This post is part of the Reading Writers of Color 2021 challenge hosted by Lonely Cryptid Media’s staff writer and editor, Dan Michael Fielding.
“Hi! My name is Nao and I am a time being.”
The story begins in Japan, as a young girl named Naoko Yasutani sits in a French maid café writing in her journal. Unlike many young girls who might write to themselves, or to the journal as though it were listening, Nao has a very specific audience in mind: you. That is, the person who will later find her journal. She promises to tell the story of her great-grandmother, Jiko, who is a Buddhist nun, novelist, feminist, and anarchist. She explains that her goal is to write this history before she drops out of time. As Nao explains, she doesn’t have long to live.
But the story also begins on the beach of a small island in Canada, when the character Ruth finds a freezer bag washed up on the shore. Its contents are a Hello Kitty lunch box, a watch, a journal in French, letters in Japanese, and Nao’s journal addressed to you. Ruth and her husband Oliver begin to slow process of investigating where the bag has come from. At first they fear the worst: that it was washed out to sea during the 2011 tsunami which hit Japan, and that the owner is now dead as a result. As they read on, however, Ruth begins to doubt this initial assumption. Gradually they draw in others from the small town, and each person provides hints as to the origin of the strange discovery.

There is much to praise about this book. Most impressively, Ozeki spins a marvelous story with characters and setting that feel so remarkably real I had to check several times to make sure this wasn’t, in fact, a true story. (And since it isn’t a true story this would be a great book to read for the March #ReadPOC prompt: a work of fiction.)
Nao, young and inexperienced, begins to detail her family’s move from the United States back to Japan after her father loses his programming job following the dot-com bubble burst. Nao, who has lived in Sunnyvale California all her life, finds it impossible to adapt to Japan. Her father, having lost his livelihood and his relationship with his daughter, is slowly driven to suicidal ideation. Nao’s retelling of the abuses she suffers at school are equal parts matter-of-fact and fantastical. She states plainly the cuts and bruises and scars her classmates inflict, as well as the utter social ostracizing she faces. Although her general response is to retreat deep inside of herself in the face of this abuse, the moments she chooses to retaliate leave Ruth—and the reader—wondering whether Nao is telling the truth.
Throughout the story Nao draws further and further away from her promise to tell the story of her great-grandmother Jiko, but there is hardly any time to be upset. Nao’s own story is just as interesting and complex—although with her depression she is unable to recognize that. During her own self-discovery and her gradual coming-of-age through the teachings of her Buddhist great-grandmother, Nao is able to uncover a family history that leads back to the Second World War.
Ozeki masterfully blends Nao’s first-person narrative with Ruth’s (and the island’s) third-person reflections.
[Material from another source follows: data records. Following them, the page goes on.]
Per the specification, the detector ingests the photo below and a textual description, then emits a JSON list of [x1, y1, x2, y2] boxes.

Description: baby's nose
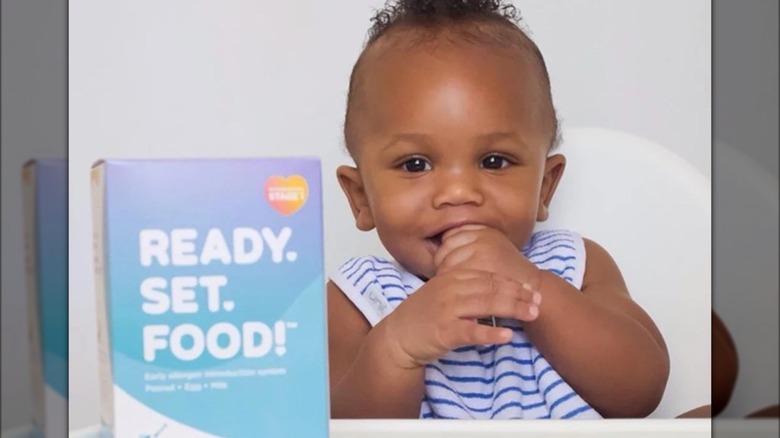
[[431, 171, 485, 208]]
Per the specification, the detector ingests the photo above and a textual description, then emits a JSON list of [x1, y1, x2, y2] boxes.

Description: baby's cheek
[[392, 244, 434, 280], [371, 220, 420, 262], [505, 218, 537, 249], [372, 212, 410, 244]]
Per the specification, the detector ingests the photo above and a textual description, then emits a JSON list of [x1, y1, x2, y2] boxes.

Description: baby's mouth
[[425, 222, 486, 253], [426, 232, 445, 250]]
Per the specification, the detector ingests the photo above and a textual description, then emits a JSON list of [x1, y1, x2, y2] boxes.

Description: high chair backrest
[[538, 127, 711, 418]]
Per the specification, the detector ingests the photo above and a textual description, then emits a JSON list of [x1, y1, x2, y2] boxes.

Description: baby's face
[[340, 43, 564, 279]]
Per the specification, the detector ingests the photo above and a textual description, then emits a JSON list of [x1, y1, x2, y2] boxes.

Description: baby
[[327, 0, 669, 420]]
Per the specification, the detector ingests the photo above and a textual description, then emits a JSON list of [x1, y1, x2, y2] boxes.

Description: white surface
[[56, 420, 780, 438], [67, 0, 710, 429], [54, 420, 780, 438], [51, 419, 778, 438], [542, 128, 711, 417], [68, 420, 713, 438]]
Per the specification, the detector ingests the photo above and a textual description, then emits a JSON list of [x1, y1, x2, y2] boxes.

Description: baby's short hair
[[367, 0, 525, 46], [344, 0, 561, 155]]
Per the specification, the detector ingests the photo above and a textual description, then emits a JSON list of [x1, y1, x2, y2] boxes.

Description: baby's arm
[[521, 238, 670, 417], [327, 281, 425, 419], [327, 269, 540, 418]]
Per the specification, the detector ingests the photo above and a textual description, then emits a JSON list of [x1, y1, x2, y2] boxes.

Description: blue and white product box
[[22, 159, 68, 438], [91, 159, 329, 438]]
There are moments when even the birds come alive with more character development in a few short sentences than many writers can provide in an entire book. Ruth is desperate to learn Nao’s fate. At first, she fears Nao has drowned in the tsunami. Later, she fears Nao or her father have committed suicide. Although the moments detailed in Nao’s diary happened years priory they carry with them a sense of urgency that must ultimately be resolved by Ruth herself.
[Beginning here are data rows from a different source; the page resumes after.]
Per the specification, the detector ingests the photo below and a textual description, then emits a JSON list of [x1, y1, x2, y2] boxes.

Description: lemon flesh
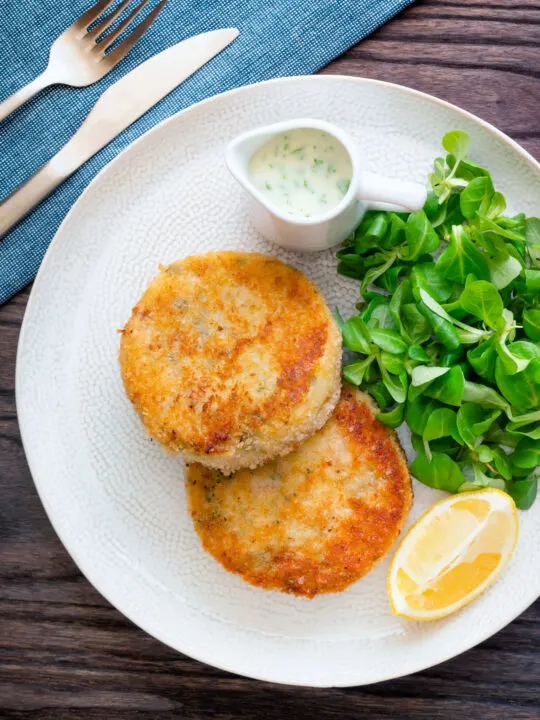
[[388, 489, 518, 620]]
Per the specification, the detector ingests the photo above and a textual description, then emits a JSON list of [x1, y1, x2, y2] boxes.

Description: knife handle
[[0, 94, 114, 237], [0, 151, 73, 237], [0, 90, 108, 237]]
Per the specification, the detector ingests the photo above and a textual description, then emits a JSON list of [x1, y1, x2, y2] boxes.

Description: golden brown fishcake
[[119, 251, 341, 473], [186, 384, 413, 597]]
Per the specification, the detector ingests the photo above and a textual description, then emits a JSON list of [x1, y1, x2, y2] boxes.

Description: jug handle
[[357, 171, 427, 212]]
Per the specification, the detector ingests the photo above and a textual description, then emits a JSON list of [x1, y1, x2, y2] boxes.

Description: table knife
[[0, 28, 239, 237]]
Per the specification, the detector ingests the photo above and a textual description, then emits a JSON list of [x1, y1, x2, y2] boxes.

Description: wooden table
[[1, 1, 539, 717]]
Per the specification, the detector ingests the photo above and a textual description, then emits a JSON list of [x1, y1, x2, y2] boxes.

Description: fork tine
[[99, 0, 167, 61], [86, 0, 132, 41], [94, 0, 152, 53], [74, 0, 118, 32]]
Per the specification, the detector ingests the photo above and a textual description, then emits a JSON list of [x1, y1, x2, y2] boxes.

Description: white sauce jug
[[226, 118, 427, 252]]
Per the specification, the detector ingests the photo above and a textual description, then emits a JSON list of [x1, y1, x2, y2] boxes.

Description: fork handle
[[0, 71, 53, 122], [0, 153, 70, 236]]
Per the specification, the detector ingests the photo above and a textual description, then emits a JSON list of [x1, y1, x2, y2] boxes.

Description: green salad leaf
[[410, 452, 465, 492], [523, 308, 540, 341], [335, 130, 540, 508], [436, 226, 490, 283], [458, 281, 505, 331]]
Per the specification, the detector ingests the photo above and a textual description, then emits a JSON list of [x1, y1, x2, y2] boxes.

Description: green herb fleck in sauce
[[249, 127, 352, 218]]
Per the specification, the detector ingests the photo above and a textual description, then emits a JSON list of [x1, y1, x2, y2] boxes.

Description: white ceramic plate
[[17, 76, 540, 687]]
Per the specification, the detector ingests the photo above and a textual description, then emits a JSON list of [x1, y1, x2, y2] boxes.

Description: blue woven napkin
[[0, 0, 413, 304]]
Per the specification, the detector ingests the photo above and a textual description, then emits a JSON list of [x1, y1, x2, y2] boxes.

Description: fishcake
[[186, 384, 413, 597], [119, 251, 341, 473]]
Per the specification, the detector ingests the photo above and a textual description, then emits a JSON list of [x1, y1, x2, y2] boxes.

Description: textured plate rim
[[16, 75, 540, 687]]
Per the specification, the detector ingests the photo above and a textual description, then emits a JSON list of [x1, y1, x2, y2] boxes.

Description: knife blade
[[0, 28, 239, 236]]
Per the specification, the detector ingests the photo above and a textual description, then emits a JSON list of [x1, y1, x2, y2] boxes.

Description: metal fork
[[0, 0, 167, 122]]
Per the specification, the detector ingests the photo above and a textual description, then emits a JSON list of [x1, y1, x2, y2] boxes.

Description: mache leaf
[[411, 263, 454, 303], [512, 437, 540, 469], [408, 344, 431, 362], [370, 329, 408, 355], [343, 356, 375, 386], [508, 476, 538, 510], [406, 396, 441, 436], [411, 452, 465, 492], [458, 280, 505, 331], [457, 404, 501, 448], [442, 131, 470, 166], [436, 225, 490, 283], [342, 316, 373, 355], [423, 407, 460, 442], [424, 365, 465, 406], [467, 338, 498, 382], [411, 366, 450, 387], [459, 176, 493, 219], [379, 351, 405, 375], [405, 211, 440, 260], [495, 356, 540, 414], [488, 252, 523, 290], [523, 309, 540, 342], [376, 402, 405, 429], [401, 304, 432, 345], [462, 380, 510, 412]]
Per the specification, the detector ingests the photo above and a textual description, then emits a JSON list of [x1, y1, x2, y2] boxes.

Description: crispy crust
[[186, 384, 413, 597], [119, 252, 341, 473]]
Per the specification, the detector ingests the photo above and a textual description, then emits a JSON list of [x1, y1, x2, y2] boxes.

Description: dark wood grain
[[1, 1, 539, 717], [321, 0, 540, 161]]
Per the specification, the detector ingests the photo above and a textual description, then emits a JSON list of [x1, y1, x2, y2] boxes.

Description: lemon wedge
[[388, 489, 518, 621]]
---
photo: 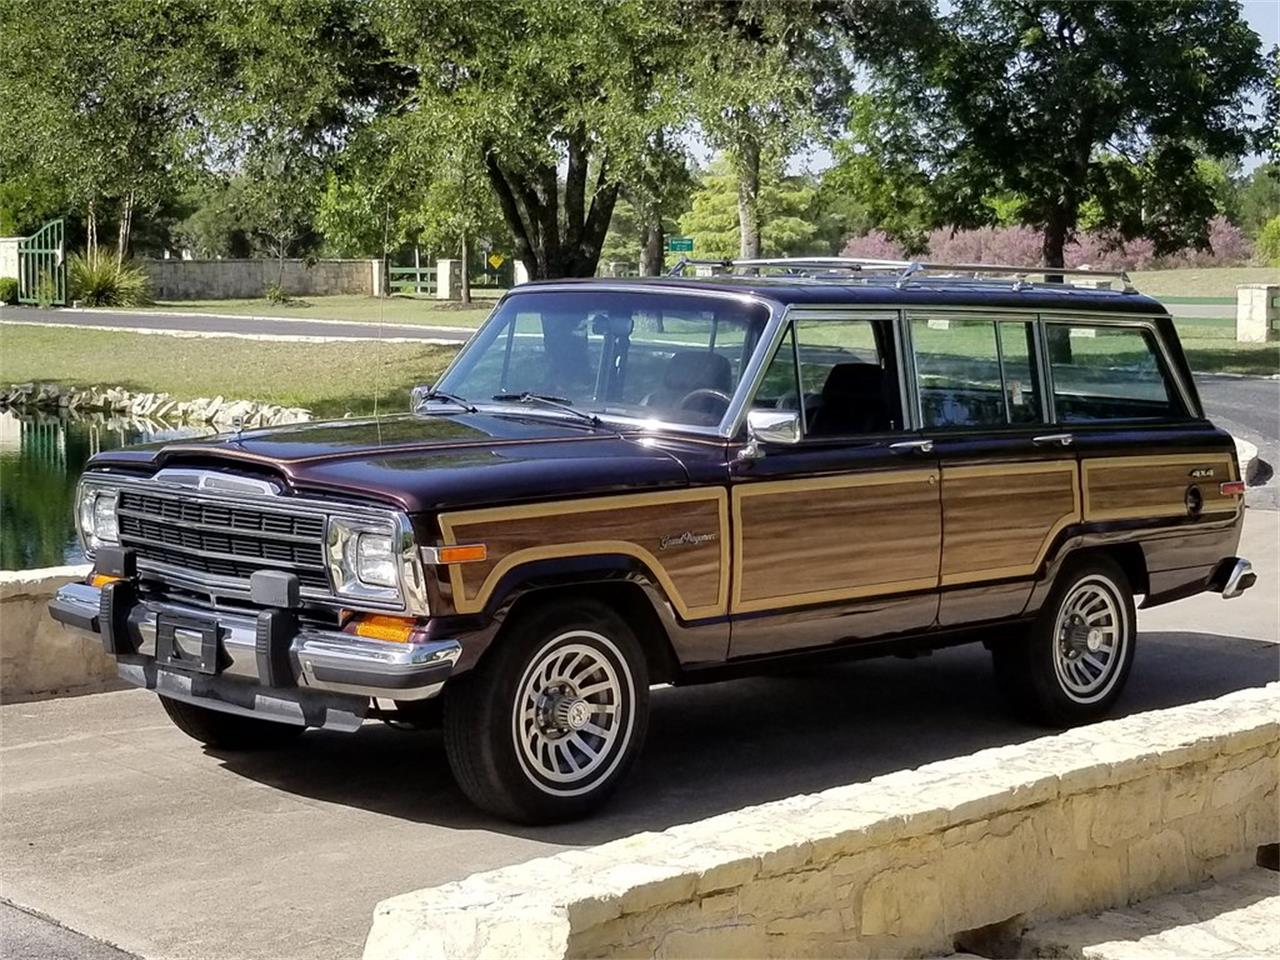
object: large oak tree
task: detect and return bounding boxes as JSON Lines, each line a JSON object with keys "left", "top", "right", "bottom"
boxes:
{"left": 855, "top": 0, "right": 1267, "bottom": 267}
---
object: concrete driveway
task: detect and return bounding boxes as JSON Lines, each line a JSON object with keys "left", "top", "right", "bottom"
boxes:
{"left": 2, "top": 512, "right": 1276, "bottom": 960}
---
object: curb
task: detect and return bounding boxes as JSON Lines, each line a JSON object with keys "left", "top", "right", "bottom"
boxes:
{"left": 1235, "top": 436, "right": 1260, "bottom": 485}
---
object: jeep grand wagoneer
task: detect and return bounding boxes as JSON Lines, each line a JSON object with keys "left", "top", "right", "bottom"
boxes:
{"left": 51, "top": 257, "right": 1255, "bottom": 823}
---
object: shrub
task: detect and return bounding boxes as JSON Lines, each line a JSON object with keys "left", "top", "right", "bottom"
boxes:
{"left": 0, "top": 276, "right": 16, "bottom": 304}
{"left": 264, "top": 282, "right": 290, "bottom": 304}
{"left": 840, "top": 230, "right": 908, "bottom": 260}
{"left": 1255, "top": 216, "right": 1280, "bottom": 267}
{"left": 68, "top": 251, "right": 153, "bottom": 306}
{"left": 35, "top": 270, "right": 58, "bottom": 307}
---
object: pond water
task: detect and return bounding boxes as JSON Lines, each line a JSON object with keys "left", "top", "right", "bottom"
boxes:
{"left": 0, "top": 409, "right": 212, "bottom": 570}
The choices Ozeki makes in her storytelling are phenomenal. Take, for example, her choice to sprinkle footnotes throughout the book. Although most readers are used to seeing footnotes only in an academic context, these notes add to the reality of the story. Rather than creating distance between the reader and the words, they seem to draw you closer. The appendices at the end have a similar effect. Ozeki’s choice to interweave Nao’s immediacy with Ruth’s footnotes and considerations years later adds to the sense of mystery and discovery that permeates the book.
A Tale for the Time Being may not be for everyone. In particular, Ozeki’s handling of suicide is straightforward and imbued with the particular Japanese approach to the subject. There are moments where the cruelty Nao’s classmates expressed were too much for me, and I had to take a step back from reading to gather my thoughts. The story, however, speaks for itself, and I couldn’t stay away for long. In the end I felt relief—even joy—to know how the closely intertwined fates of these characters finally resolved.
Ozeki’s A Tale for the Time Being immediately draws the reader in with a subversion of expectations built on the very title itself. Each time you begin to feel settled, to feel like you know what’s coming next, you will find yourself proven wrong. But unlike some novels where the twists and turns feel forced and cliché, these were all forecasted far in advance—it was merely that you hadn’t reached a level of understanding to deal with them yet. This book returns to Ruth’s question about the truthfulness of Nao’s story but answers it with the question that the reader should have been asking all along. (And because it’s a wonderful question indeed, I won’t spoil it for you.)
Overall, A Tale for the Time Being is a fantastic read with wonderfully real characters and a resolution that both relaxes you and makes you crave more. I highly recommend picking this one up.